Carlo Lucarelli, escritor e condutor do programa Kong apresentado por Fabio Volo na Rai Tre, falou abertamente sobre suas fobias, traumas de infância e ofereceu um diagnóstico crítico sobre a atual obsessão coletiva pela cronaca nera. Em participação dedicada ao tema do medo, Lucarelli traçou conexões entre experiências pessoais e o modo como a narrativa criminal se enraizou na percepção pública.

O episódio começou com uma revelação inusitada: a fobia dos grandes crustáceos. "Tenho fobia de crustáceos muito grandes, de lagostas e caranguejos enormes: se peço spaghetti allo scoglio, peço que me retirem o caranguejo à frente", disse o autor, num tom direto que alternou entre o pessoal e o analítico.

Lucarelli voltou à infância para expor outro medo que o marcou: o escuro. Contou uma lembrança que mistura afeto e trauma — quando pediu para assistir a Frankenstein na televisão, foi mandado para a cama com a promessa de que lhe leriam uma história. Em vez de acalmar, a leitura de "Hansel e Gretel" transformou-se para ele em pesadelo: "ele estava debaixo do lençol e eu achava que estava morto, ainda sonho com isso". Para o escritor, esse tipo de medo tem um elemento paradoxal: "As medos, no fundo, nos atraem; o medo te chama, você tem de ir ver".

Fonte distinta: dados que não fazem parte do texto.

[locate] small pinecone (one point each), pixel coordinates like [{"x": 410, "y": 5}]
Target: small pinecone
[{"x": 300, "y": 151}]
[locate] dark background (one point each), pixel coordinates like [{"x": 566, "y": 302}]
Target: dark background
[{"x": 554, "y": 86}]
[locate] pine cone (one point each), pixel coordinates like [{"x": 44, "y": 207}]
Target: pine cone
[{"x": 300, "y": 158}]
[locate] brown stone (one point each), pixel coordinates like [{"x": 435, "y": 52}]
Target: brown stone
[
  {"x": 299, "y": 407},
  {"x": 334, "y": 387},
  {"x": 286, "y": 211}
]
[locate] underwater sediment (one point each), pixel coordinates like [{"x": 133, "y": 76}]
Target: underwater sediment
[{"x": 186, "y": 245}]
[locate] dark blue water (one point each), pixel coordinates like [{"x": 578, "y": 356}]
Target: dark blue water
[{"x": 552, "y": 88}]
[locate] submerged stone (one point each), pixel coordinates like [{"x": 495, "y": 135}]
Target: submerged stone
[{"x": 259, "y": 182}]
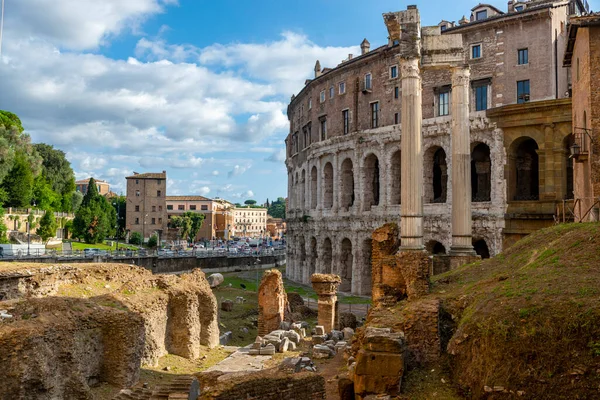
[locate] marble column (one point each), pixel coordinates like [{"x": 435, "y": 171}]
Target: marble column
[
  {"x": 462, "y": 242},
  {"x": 411, "y": 221}
]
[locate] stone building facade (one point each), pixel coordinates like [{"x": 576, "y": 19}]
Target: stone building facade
[
  {"x": 146, "y": 204},
  {"x": 583, "y": 57},
  {"x": 343, "y": 149}
]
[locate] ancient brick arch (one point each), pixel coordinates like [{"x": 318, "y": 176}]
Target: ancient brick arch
[
  {"x": 347, "y": 184},
  {"x": 327, "y": 186},
  {"x": 371, "y": 182}
]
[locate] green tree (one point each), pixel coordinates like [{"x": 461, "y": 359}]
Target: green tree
[
  {"x": 47, "y": 228},
  {"x": 18, "y": 183},
  {"x": 153, "y": 241},
  {"x": 95, "y": 220},
  {"x": 135, "y": 238}
]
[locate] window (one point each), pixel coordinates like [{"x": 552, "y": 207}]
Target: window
[
  {"x": 481, "y": 97},
  {"x": 346, "y": 119},
  {"x": 444, "y": 103},
  {"x": 476, "y": 51},
  {"x": 523, "y": 56},
  {"x": 374, "y": 115},
  {"x": 522, "y": 92},
  {"x": 324, "y": 129}
]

Da esfera íntima, Lucarelli deslocou a discussão para o jornalismo e a literatura criminal. Segundo ele, a atenção do público pela cronaca nera não é um fenômeno espontâneo apenas da audiência: "A cronaca na TV funciona porque nos interessa, mas o problema é que nós, escritores, educamos as pessoas a verem as coisas como se fossem um romance policial". Explicou que, em um romance, pistas e ritmos estão distribuídos por centenas de páginas — na vida real, os indícios não se organizam com essa clareza; "a situação está um pouco fora de controle".

Como resposta ao clima de insegurança, Lucarelli defendeu a importância de ferramentas concretas: "Servem instrumentos para combater o medo; serve o conhecimento. Se você tem medo, se sente inseguro mesmo que haja dez policiais". A solução, disse, passa por enfrentar os medos com informação e compreensão, não apenas por aumentar a presença policial.

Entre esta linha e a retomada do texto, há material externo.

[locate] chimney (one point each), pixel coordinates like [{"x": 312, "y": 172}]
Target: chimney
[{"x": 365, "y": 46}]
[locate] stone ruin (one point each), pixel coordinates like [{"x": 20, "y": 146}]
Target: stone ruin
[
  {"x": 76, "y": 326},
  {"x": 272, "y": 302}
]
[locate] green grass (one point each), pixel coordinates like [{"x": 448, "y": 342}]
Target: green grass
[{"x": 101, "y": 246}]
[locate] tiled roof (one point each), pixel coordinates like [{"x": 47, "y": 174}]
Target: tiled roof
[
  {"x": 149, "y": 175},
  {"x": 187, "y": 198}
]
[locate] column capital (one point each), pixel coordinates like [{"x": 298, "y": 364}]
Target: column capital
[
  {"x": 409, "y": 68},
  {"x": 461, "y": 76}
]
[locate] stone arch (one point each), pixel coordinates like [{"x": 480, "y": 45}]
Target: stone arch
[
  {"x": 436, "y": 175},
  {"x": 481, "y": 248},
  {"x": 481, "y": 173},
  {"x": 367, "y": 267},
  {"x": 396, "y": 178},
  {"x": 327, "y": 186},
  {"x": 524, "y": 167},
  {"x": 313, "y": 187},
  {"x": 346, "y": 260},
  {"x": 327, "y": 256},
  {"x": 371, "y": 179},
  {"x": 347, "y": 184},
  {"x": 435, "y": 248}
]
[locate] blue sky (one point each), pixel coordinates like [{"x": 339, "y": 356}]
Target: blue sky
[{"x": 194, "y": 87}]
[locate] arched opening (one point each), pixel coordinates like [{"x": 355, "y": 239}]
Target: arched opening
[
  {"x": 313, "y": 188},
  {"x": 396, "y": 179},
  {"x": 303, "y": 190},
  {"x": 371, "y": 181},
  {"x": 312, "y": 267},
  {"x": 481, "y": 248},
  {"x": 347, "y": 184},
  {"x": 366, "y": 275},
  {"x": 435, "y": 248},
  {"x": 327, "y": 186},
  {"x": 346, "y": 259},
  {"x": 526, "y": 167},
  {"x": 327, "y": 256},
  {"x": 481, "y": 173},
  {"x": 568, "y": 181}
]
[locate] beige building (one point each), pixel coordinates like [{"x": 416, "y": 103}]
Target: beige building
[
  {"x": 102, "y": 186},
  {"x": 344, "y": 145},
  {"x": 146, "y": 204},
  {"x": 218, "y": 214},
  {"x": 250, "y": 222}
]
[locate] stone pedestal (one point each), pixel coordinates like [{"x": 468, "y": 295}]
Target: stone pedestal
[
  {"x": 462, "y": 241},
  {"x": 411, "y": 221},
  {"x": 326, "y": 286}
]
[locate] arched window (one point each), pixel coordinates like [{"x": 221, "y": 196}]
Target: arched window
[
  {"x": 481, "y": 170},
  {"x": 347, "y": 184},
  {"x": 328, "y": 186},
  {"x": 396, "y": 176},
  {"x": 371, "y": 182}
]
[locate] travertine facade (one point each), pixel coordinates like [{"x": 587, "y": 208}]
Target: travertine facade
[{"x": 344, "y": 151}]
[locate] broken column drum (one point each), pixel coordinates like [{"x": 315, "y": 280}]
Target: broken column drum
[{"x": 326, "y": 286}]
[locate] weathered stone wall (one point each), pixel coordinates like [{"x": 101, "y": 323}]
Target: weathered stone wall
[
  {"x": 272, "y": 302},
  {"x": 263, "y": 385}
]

O escritor também citou um dado pungente: em Itália, há uma mulher assassinada a cada quatro dias — um número que, segundo ele, não se resolve simplesmente "colocando um carabineiro em cada casa". A crítica é clara: medidas simbólicas e cobertura sensacionalista não substituem políticas públicas eficazes e prevenção real.

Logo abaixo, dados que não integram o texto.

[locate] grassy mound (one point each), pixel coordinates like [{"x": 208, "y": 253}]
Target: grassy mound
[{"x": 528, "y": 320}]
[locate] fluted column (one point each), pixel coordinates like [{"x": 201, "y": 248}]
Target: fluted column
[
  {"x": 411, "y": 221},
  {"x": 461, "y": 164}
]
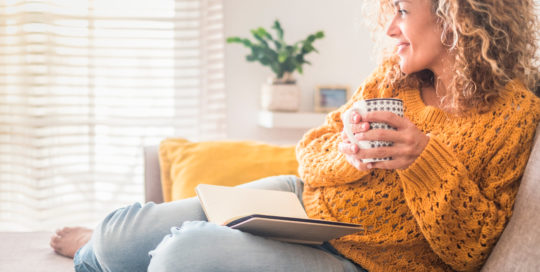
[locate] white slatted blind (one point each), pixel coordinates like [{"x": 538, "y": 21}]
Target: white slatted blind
[{"x": 84, "y": 85}]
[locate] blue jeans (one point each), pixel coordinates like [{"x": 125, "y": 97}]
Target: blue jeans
[{"x": 175, "y": 236}]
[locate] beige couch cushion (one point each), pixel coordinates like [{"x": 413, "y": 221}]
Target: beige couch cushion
[{"x": 518, "y": 249}]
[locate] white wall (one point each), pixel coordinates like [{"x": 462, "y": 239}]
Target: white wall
[{"x": 344, "y": 59}]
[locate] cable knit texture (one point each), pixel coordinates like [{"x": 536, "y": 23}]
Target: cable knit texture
[{"x": 445, "y": 211}]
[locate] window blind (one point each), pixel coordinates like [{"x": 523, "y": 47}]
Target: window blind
[{"x": 84, "y": 85}]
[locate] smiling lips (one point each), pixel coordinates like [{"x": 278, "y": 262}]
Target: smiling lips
[{"x": 402, "y": 46}]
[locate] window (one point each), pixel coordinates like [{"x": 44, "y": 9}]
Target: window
[{"x": 84, "y": 85}]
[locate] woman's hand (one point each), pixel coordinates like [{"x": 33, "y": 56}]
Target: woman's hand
[{"x": 409, "y": 141}]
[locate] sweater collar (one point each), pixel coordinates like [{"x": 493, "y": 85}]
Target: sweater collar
[{"x": 415, "y": 105}]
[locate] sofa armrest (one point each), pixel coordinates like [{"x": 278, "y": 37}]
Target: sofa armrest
[
  {"x": 518, "y": 248},
  {"x": 152, "y": 175}
]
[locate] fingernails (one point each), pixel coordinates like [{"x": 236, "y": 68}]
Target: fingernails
[{"x": 365, "y": 126}]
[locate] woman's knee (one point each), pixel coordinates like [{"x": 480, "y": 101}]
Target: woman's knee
[
  {"x": 116, "y": 242},
  {"x": 288, "y": 183},
  {"x": 201, "y": 246}
]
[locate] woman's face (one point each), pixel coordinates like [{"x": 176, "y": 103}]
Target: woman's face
[{"x": 418, "y": 37}]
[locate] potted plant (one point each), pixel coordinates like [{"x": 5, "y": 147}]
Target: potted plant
[{"x": 281, "y": 92}]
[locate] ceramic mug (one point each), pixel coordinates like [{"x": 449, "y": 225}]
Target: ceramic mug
[{"x": 362, "y": 107}]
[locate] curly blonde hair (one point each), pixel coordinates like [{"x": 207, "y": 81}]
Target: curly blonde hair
[{"x": 494, "y": 42}]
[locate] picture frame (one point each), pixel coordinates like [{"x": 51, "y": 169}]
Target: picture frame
[{"x": 329, "y": 98}]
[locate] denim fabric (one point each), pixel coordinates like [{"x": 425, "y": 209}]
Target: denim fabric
[{"x": 175, "y": 236}]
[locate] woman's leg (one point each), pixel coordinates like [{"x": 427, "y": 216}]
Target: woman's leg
[
  {"x": 205, "y": 247},
  {"x": 122, "y": 241}
]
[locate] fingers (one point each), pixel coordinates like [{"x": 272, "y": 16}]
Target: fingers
[
  {"x": 380, "y": 135},
  {"x": 348, "y": 148},
  {"x": 386, "y": 117}
]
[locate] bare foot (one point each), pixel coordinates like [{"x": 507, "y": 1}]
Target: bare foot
[{"x": 68, "y": 240}]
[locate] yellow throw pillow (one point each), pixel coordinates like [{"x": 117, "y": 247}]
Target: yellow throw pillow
[{"x": 186, "y": 164}]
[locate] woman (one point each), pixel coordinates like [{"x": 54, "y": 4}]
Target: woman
[{"x": 464, "y": 70}]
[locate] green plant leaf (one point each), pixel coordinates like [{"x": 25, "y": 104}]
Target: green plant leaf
[
  {"x": 282, "y": 57},
  {"x": 279, "y": 30}
]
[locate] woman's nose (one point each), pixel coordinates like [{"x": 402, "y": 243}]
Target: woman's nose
[{"x": 392, "y": 30}]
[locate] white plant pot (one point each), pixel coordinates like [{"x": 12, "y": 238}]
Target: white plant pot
[{"x": 280, "y": 97}]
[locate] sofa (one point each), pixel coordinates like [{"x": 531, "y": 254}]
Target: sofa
[{"x": 518, "y": 249}]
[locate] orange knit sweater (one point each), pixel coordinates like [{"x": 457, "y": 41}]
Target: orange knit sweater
[{"x": 447, "y": 210}]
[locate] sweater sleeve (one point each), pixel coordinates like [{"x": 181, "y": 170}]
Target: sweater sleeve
[
  {"x": 462, "y": 214},
  {"x": 320, "y": 162}
]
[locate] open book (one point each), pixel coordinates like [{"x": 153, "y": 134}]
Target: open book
[{"x": 273, "y": 214}]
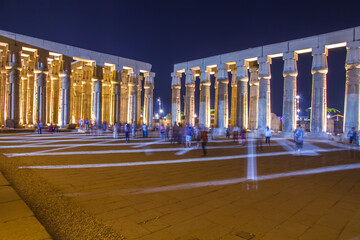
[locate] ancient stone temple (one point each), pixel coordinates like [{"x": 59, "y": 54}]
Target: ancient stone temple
[
  {"x": 251, "y": 109},
  {"x": 48, "y": 82}
]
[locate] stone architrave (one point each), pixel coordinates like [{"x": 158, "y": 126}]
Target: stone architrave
[
  {"x": 290, "y": 73},
  {"x": 222, "y": 100},
  {"x": 189, "y": 98},
  {"x": 234, "y": 90},
  {"x": 264, "y": 119},
  {"x": 148, "y": 98},
  {"x": 64, "y": 74},
  {"x": 242, "y": 76},
  {"x": 352, "y": 89},
  {"x": 176, "y": 98},
  {"x": 254, "y": 99},
  {"x": 41, "y": 75},
  {"x": 97, "y": 78},
  {"x": 14, "y": 61},
  {"x": 205, "y": 83},
  {"x": 319, "y": 99}
]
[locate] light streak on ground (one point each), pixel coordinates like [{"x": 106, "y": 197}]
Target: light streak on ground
[
  {"x": 223, "y": 182},
  {"x": 127, "y": 164}
]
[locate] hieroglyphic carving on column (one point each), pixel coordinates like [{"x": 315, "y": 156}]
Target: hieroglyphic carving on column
[
  {"x": 234, "y": 91},
  {"x": 124, "y": 95},
  {"x": 319, "y": 99},
  {"x": 222, "y": 99},
  {"x": 205, "y": 84},
  {"x": 41, "y": 74},
  {"x": 352, "y": 89},
  {"x": 14, "y": 67},
  {"x": 189, "y": 98},
  {"x": 176, "y": 98},
  {"x": 242, "y": 94},
  {"x": 64, "y": 74},
  {"x": 264, "y": 118},
  {"x": 148, "y": 98},
  {"x": 97, "y": 78},
  {"x": 254, "y": 98},
  {"x": 290, "y": 91}
]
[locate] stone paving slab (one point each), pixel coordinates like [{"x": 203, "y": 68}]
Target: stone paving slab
[{"x": 17, "y": 221}]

Em um alinhamento típico de reportagem rigorosa, Lucarelli ofereceu tanto relatos pessoais quanto um diagnóstico coletivo: a relação entre o entretenimento do crime e a construção de uma sensibilidade pública que transforma fatos em narrativa pronta. A mensagem final foi prática e direta: enfrentar o medo requer instrumentos, educação e políticas que atuem na raiz do problema, evitando simplificações narrativas que confundem ficção e realidade.